In general, when making commits, especially directly to master, please try to adhere to our defined rules so we can ensure versioning is being updated properly:

  • fix: COMMIT_MESSAGE -> Correlates with PATCH in SemVer
  • build: COMMIT_MESSAGE -> Correlates with PATCH in SemVer
  • chore: COMMIT_MESSAGE -> Correlates with PATCH in SemVer
  • feat: COMMIT_MESSAGE -> Correlates with MINOR in SemVer
  • fix!: COMMIT_MESSAGE -> Correlates with MAJOR in SemVer
  • build!: COMMIT_MESSAGE -> Correlates with MAJOR in SemVer
  • chore!: COMMIT_MESSAGE -> Correlates with MAJOR in SemVer
  • feat!: COMMIT_MESSAGE -> Correlates with MAJOR in SemVer

In addition, we also have test, refactor, style, docs, perf, ci commit types available. While these commit types are not used for determining versioning, they may be helpful in helping organize our commits more.

If these rules are hard to remember, you can also use commitizen's CLI to help format your commits by calling:

cz c

Instead of

git commit -m "feat: New feature"

Pull requests

Pull request titles with master as target branch should also adhere to our defined rules for commits, especially for squash merges. This is because on Github, we will ultimately use the pull request title as the default commit message.

NOTE: Our CI/CD pipeline includes a Github actions workflow run_tests_autobump.yml that auto-versions and publishes taigapy client. The below instructions are only for if you want to publish locally though this is not recommended! Note: this will publish the resulting module to an internal package repo.
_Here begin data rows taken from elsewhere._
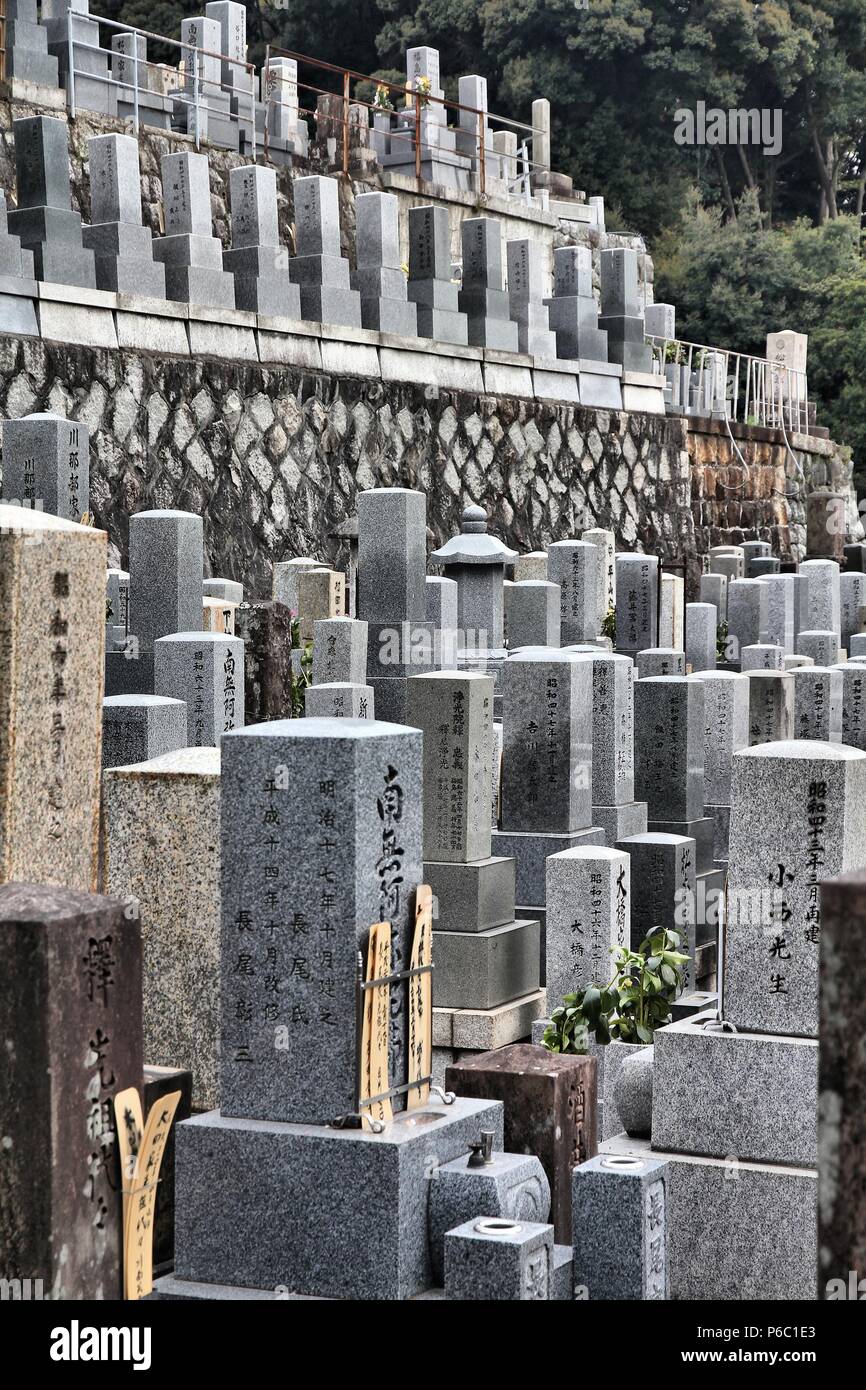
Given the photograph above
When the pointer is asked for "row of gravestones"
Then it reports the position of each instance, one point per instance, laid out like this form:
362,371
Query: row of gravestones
567,720
45,239
216,96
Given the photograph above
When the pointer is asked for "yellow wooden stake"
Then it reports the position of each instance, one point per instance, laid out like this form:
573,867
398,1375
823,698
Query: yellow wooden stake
141,1198
420,1002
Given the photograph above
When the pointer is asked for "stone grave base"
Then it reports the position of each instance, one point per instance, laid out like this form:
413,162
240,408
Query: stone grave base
736,1230
711,1094
319,1211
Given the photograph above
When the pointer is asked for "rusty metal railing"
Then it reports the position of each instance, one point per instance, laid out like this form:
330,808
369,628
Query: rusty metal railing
413,99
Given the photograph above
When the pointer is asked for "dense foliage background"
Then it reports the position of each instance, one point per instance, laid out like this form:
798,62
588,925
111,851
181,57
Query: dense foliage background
742,242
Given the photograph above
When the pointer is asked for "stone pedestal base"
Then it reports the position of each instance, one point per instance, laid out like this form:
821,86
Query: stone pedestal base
337,1214
736,1230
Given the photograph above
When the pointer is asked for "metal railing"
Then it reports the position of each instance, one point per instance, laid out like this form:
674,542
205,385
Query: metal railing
192,85
731,385
416,132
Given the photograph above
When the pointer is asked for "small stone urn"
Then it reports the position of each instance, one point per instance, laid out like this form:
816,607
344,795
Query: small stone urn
633,1094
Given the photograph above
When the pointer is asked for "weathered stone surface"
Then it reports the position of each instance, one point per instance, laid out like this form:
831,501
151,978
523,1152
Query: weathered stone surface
71,1020
161,854
841,1082
549,1111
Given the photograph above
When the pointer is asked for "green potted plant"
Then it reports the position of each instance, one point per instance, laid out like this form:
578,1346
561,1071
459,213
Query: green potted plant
624,1012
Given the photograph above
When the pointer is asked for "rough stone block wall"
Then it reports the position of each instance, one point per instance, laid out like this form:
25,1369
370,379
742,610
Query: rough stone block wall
271,459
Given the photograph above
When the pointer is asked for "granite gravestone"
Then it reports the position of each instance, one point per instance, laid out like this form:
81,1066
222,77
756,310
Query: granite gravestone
577,567
319,267
378,275
770,706
613,805
780,609
46,464
762,656
669,747
166,563
798,816
533,613
339,699
430,277
701,627
339,651
622,310
637,602
659,660
17,282
256,259
663,873
27,46
52,630
71,1016
573,313
161,852
392,594
266,631
546,776
852,608
527,299
205,670
823,610
818,704
441,609
619,1215
321,838
285,580
43,218
588,918
136,727
191,253
726,730
121,245
483,295
476,560
713,590
747,616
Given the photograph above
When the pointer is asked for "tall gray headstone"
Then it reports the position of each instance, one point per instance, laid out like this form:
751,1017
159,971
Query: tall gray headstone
798,816
378,275
483,295
573,312
319,266
46,464
430,277
637,602
189,250
321,838
123,246
527,291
Before you do this, you'll need to set yourself up to be able to publish to python-public:

To setup for publishing (Based on https://medium.com/google-cloud/python-packages-via-gcps-artifact-registry-ce1714f8e7c1 )

poetry self add keyrings.google-artifactregistry-auth
poetry config repositories.public-python https://us-central1-python.pkg.dev/cds-artifacts/public-python/
# also make sure you've authentication via "gcloud auth login" if you haven't already

Installing taigapy from the Google Artifact Registry using poetry

To install taigapy using poetry in your repo run the following:

  1. Update your poetry version, and install keyring, and the GCP Artifact Registry backend in the core poetry virtual environment: poetry self update && poetry self add keyrings.google-artifactregistry-auth
  2. Note that you may need to authenticate with gcloud application by running gcloud auth application-default login if you are not already authenticated.
  3. Configure the package source as an explicit package source for your project: poetry source add --priority=explicit gcp-artifact-registry https://us-central1-python.pkg.dev/cds-artifacts/public-python/simple
  4. Add the python package: poetry add --source gcp-artifact-registry taigapy

This should install taigapy from the CDS' internal public-python atrifact registry in your poetry env.